Have we created a monster?
At the risk of belaboring the Frankenstein’s monster metaphor, I think it’s important to discuss the fear that this creation eventually could be turned against its creators. This apprehension was obvious to all as the delegates struggled with the mission of creating a document that can be used to improve the safety and efficiency of school transportation while simultaneously trying to anticipate how the document might be used against them. The general concern, of course, is that the document can be employed by godless lawyers to whomp the bejeezus out of school districts and contractors who might be named in a liability lawsuit involving one of their buses. I can almost hear the lawyers at the deposition. “Mr./Ms. [insert your name here], why didn’t you install the aforementioned safety equipment on your buses, as recommended in the National School Transportation Specifications and Procedures? Shall I read you the passage?” This question — or rather the fear of someday having to answer this question — is why delegates were reluctant to make the document too restrictive. Agreement on the name of the document itself required more than an hour’s debate. As you may remember, the 1995 document was called “National Standards for School Transportation.” This time, however, a majority of delegates felt that the word “standards” was too dangerous to put into the hands of a society as litigious as ours.

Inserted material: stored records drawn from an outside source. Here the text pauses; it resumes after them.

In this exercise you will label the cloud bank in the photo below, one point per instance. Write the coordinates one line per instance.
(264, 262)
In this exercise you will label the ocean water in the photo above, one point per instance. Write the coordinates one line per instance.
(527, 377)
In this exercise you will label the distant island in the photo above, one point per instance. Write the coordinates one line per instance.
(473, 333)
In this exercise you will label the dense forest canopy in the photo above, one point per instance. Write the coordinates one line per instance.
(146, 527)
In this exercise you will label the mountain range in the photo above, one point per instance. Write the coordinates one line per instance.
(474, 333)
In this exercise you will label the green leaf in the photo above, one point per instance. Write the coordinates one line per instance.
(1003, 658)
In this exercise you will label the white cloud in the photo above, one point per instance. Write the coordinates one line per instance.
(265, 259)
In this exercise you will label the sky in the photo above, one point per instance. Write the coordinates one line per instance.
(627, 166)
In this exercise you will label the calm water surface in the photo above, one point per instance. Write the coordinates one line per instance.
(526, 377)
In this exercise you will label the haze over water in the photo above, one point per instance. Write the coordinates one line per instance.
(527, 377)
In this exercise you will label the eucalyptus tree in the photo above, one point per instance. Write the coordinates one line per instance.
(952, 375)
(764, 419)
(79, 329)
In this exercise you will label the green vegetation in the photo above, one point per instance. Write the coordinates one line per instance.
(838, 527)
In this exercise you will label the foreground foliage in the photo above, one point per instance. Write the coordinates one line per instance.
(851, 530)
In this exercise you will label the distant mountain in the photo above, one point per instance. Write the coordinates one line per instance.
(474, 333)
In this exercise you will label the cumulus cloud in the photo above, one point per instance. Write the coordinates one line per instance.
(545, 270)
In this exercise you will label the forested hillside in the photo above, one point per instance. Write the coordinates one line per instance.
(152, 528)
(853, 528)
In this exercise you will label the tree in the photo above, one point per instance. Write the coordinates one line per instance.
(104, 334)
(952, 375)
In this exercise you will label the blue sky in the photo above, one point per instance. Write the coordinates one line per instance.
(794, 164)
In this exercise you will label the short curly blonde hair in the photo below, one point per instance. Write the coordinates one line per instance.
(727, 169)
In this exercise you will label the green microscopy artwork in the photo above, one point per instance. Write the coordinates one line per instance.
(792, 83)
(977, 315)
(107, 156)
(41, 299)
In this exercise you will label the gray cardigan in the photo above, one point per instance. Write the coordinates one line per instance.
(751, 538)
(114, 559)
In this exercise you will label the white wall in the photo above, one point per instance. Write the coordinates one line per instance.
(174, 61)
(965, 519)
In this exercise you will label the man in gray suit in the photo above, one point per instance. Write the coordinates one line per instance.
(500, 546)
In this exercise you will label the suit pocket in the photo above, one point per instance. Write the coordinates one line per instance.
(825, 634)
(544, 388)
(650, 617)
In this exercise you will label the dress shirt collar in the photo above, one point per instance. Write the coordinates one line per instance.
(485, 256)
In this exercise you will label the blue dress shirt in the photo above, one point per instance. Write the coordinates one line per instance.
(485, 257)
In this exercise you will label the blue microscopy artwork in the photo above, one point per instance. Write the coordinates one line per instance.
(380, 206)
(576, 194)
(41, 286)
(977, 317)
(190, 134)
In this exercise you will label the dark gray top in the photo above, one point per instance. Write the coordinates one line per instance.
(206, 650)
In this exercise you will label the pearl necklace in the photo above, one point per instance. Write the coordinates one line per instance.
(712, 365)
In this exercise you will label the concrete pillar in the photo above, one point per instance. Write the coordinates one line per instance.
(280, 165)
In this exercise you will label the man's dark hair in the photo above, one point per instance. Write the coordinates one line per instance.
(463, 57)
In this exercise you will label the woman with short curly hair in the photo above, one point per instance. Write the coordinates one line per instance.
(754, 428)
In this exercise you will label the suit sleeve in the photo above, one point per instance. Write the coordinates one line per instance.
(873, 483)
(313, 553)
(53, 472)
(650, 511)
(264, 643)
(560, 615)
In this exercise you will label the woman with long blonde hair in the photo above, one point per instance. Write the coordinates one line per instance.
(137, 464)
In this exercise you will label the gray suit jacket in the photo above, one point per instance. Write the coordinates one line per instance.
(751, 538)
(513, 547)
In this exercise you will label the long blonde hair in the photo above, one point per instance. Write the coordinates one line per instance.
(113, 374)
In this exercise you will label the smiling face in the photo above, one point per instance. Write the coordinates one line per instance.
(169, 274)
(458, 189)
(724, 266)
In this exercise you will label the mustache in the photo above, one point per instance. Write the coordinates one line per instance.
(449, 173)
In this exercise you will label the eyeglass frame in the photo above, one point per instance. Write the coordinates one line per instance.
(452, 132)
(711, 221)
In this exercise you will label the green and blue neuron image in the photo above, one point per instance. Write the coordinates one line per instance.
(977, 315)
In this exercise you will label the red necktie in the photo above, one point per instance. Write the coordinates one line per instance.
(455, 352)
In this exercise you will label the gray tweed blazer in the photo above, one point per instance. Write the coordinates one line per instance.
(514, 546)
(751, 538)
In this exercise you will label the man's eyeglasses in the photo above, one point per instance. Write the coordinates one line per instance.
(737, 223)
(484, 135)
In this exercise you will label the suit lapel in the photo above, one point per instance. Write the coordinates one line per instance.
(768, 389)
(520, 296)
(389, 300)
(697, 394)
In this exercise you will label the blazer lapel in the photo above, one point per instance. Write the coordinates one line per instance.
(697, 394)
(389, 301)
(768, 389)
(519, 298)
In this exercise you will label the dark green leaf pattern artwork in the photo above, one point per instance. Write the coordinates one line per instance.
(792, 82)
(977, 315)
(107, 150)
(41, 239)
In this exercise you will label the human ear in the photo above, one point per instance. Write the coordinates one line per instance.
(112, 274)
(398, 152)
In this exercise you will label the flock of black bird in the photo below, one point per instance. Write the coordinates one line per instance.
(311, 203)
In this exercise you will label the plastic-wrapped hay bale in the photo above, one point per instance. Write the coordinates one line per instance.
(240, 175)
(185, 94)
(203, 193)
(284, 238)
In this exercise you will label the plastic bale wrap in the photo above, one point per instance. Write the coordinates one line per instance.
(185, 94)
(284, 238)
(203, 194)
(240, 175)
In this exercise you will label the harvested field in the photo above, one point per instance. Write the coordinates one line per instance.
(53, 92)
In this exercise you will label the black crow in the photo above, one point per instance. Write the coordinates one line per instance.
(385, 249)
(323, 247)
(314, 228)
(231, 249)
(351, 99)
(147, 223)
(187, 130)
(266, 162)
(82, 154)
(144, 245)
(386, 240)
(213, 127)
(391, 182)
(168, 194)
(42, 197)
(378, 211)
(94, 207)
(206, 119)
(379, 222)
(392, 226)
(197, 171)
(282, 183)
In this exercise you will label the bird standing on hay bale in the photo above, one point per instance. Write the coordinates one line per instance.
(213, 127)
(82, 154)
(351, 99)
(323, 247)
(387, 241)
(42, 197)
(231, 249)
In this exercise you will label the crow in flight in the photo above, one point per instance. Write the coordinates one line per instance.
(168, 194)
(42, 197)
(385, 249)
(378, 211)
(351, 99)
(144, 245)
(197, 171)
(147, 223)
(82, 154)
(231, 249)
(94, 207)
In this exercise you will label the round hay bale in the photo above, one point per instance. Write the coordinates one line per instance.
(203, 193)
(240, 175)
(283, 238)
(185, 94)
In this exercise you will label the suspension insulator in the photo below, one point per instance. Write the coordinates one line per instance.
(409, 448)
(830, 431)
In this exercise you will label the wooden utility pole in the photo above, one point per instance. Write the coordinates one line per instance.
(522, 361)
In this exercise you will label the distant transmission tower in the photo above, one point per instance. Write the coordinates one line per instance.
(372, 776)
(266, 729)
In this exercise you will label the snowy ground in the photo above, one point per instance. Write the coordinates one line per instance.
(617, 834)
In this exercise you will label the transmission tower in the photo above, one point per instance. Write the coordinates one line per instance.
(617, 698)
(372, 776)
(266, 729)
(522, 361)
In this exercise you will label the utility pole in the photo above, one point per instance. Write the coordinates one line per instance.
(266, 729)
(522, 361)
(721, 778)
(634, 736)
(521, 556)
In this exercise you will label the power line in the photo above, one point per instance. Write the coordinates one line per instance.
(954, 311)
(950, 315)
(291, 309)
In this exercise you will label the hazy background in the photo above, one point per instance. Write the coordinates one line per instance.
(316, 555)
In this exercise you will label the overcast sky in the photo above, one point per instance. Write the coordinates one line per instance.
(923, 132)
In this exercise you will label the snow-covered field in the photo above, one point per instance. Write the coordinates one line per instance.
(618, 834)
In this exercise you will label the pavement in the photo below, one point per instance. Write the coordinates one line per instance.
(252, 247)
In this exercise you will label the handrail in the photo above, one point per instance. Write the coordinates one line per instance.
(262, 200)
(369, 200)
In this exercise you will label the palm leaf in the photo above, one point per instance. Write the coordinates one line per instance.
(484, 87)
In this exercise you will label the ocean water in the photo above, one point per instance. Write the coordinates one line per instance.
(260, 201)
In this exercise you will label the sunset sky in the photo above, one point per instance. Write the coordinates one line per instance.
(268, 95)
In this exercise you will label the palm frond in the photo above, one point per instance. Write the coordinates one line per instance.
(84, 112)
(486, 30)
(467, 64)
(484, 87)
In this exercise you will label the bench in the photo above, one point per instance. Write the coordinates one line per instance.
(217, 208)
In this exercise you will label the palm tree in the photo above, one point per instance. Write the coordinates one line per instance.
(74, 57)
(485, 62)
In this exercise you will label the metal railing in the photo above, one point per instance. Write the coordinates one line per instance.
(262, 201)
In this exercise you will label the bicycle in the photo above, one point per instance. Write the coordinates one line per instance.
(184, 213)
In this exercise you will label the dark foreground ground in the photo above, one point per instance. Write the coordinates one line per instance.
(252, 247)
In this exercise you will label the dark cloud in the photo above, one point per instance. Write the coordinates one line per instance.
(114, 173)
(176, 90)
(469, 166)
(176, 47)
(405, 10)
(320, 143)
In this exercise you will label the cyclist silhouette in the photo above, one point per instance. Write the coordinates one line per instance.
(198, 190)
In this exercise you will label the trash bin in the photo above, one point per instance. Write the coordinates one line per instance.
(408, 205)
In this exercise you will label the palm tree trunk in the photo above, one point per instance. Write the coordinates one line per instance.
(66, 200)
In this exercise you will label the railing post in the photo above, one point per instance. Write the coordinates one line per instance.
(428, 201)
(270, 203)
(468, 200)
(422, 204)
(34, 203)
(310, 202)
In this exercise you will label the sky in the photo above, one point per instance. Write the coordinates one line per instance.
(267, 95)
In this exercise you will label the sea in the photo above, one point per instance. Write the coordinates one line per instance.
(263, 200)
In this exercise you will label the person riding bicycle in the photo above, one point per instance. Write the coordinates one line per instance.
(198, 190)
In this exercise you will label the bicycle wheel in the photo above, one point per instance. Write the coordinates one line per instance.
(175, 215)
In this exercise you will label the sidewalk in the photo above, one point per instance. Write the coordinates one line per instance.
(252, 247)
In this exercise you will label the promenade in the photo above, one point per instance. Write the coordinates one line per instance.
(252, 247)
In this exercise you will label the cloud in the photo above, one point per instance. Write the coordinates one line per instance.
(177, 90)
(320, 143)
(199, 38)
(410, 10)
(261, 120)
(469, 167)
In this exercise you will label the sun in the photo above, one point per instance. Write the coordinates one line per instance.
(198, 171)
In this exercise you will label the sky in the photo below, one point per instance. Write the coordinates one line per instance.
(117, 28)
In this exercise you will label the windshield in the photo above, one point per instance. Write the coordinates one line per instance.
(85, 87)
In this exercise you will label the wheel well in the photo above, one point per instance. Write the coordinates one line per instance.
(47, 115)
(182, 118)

By any name, it’s intent is clear
I honestly don’t think it matters what you call the document or how many caveats are attached to the introduction. A shrewd lawyer (is that redundant?) can construct a compelling argument from the copy on the inside flap of a pack of matches, much less a document of more than 300 pages approved by representatives from nearly every state in the union. The document’s purpose is the key consideration. It’s meant to provide guidance to those seeking it, whether they be state officials, transportation directors, training managers or manufacturers. It’s not meant to be a smoking gun. In fact, reading the document and staying in touch with its recommended practices is a good way to minimize your chances of ever being deposed by a lawyer, shrewd or otherwise.